Matt B. from GETZVILLE, NY
Reviewed on 8/23/2011...
A torch singer on a floating casino anchored outside of LA is unhappily involved with the volatile owner-operator of the ship. When she busts him two-timing her with a cheap chorus girl, she impulsively decides to break it off with him by marrying a millionaire playboy. She follows the advice of her friend to land a rich guy but ignores her own intuition that marrying unwisely will land a woman in trouble deep.

Trouble comes at the bottom of the bottle. The millionaire playboy drinks not like a fish, but with the desperate energy of a man running from fear. Haunted by the fact that he comes from a family notorious for insanity among their men, he drinks to dull the anxiety of dying raving in an insane asylum. The scenes when he’s drunk are unflinching in their portrayal of a sick guy whose drinking is hopelessly out of control. Later Hollywood tended to handle drunks as the comic relief, but here the drunkenness is not played for laughs.

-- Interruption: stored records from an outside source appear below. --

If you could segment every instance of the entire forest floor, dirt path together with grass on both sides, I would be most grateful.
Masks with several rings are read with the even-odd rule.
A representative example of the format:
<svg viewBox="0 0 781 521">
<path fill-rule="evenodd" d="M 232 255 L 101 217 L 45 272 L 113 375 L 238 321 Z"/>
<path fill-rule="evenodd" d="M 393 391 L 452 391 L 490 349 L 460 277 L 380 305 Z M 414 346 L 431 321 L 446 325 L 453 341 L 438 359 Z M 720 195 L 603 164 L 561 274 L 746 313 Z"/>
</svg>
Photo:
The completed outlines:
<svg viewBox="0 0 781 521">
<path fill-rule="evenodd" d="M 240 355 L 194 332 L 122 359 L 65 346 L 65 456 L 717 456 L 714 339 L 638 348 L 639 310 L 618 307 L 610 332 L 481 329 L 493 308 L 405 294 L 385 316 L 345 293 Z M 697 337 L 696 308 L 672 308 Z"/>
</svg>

The casting and acting both work well. Paul Lukas plays it hot-blooded, changeable, exhausting but strong, loyal and noble to the core. Lukas’ lines aren’t good, but he salvages the part and his own dignity. Leila Hyams as the Torchy combines being easy on the eye, a delightful screen presence, and a persuasive lip-syncher as she sings songs of suffering femininity on the order of “I know he’s worthless but I know he’s mine.” Hyams taps into a quality of “feet on the ground” in her scenes with her sidekick, Ruth Donnelly, who plays the earthy hoofer with world-weary advice. Don Dillaway as doomed rich kid plays the sot easily – everybody does - but exhibits a unexpected and skillful rebellion and denunciation of snobbery in the scene where he‘s soberly arguing with his guardians on the wisdom of marrying a Torch Singer.

The sets look very fine, borrowed from a big studio by the small Majestic studio. My Bride says to mention that Leila Hyams wears some dresses with exquisite beadwork. And the jazz music is very interesting – a bridge between the do-whack-a-do jumpy stuff of the 1920s and the swing of the middle and late 1930s – too bad I can’t find who played the music.

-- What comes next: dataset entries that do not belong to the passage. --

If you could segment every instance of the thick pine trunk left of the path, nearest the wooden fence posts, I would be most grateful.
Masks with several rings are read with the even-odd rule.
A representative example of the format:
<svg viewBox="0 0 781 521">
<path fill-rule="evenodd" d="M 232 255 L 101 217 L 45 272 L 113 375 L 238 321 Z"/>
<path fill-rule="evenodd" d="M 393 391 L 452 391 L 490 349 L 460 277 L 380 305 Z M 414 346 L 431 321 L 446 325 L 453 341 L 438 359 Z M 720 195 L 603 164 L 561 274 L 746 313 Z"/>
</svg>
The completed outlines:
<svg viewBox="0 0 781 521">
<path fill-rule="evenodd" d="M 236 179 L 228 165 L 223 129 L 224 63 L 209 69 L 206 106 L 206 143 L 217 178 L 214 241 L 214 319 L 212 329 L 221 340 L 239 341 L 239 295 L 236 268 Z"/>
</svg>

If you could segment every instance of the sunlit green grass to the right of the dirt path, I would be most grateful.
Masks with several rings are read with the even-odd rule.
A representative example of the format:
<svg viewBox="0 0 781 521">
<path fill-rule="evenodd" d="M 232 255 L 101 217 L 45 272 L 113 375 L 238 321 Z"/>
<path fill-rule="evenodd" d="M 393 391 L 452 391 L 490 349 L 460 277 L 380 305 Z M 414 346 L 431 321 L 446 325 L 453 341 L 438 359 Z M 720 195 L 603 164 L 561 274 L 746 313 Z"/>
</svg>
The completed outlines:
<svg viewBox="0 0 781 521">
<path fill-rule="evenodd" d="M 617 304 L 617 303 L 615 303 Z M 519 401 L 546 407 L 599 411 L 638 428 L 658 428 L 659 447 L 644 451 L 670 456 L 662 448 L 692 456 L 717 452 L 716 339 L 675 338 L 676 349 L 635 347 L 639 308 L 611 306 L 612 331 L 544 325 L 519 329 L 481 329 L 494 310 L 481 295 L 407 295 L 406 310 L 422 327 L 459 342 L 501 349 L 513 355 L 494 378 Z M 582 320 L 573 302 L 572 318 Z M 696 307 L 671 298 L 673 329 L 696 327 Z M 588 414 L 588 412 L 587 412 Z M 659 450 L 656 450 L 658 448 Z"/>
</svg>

The plot and upshot are pretty melodramatic, but it’s an admirable little movie for reasons besides the acting, sets, and soundtrack. The attraction is a curious outcome of Pre-Code Hollywood, the era between the introduction of sound and vigorous enforcement of the Hays Code, which restricted content in movies.

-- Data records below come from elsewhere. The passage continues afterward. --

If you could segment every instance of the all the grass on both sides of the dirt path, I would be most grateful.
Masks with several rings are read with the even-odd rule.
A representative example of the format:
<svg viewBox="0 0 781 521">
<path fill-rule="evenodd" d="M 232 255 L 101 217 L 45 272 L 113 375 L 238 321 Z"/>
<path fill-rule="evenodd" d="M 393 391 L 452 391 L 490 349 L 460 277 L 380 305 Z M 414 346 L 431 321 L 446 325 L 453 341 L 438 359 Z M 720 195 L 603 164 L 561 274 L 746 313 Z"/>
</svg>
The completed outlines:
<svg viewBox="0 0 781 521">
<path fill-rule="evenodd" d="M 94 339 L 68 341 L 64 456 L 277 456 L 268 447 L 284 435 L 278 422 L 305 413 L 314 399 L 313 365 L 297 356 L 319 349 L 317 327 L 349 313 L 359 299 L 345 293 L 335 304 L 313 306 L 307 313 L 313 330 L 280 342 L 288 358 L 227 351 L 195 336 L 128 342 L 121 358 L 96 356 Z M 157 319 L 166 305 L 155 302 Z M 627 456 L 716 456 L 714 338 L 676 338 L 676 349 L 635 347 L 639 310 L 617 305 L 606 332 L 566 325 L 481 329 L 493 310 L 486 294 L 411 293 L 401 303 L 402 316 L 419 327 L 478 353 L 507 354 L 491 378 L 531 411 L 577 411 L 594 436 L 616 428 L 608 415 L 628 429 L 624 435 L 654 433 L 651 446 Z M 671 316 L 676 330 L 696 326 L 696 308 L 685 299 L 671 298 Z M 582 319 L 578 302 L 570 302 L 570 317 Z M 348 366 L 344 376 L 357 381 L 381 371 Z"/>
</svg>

For instance, the sexuality is bold. The drunken playboy wheedles and needles women into going to bed with him. Showgirls are scantily clad with legs prominently displayed. When couples neck, their feet don’t stay on the floor. The atmosphere of this movie seems low and degraded. The floozies are defiantly unabashed when they are caught with erotic property not their own. The rich party like a degenerate mob, caring little what other people think of their debauchery, much less what they’re doing to their own livers. I’m not saying the driven partying doesn’t look like a lot of fun. In fact, it’s a refreshing change, seeing this candid take on ordinary life and contrasting it with the watered-down melodramatic cliches of Hollywood after 1935.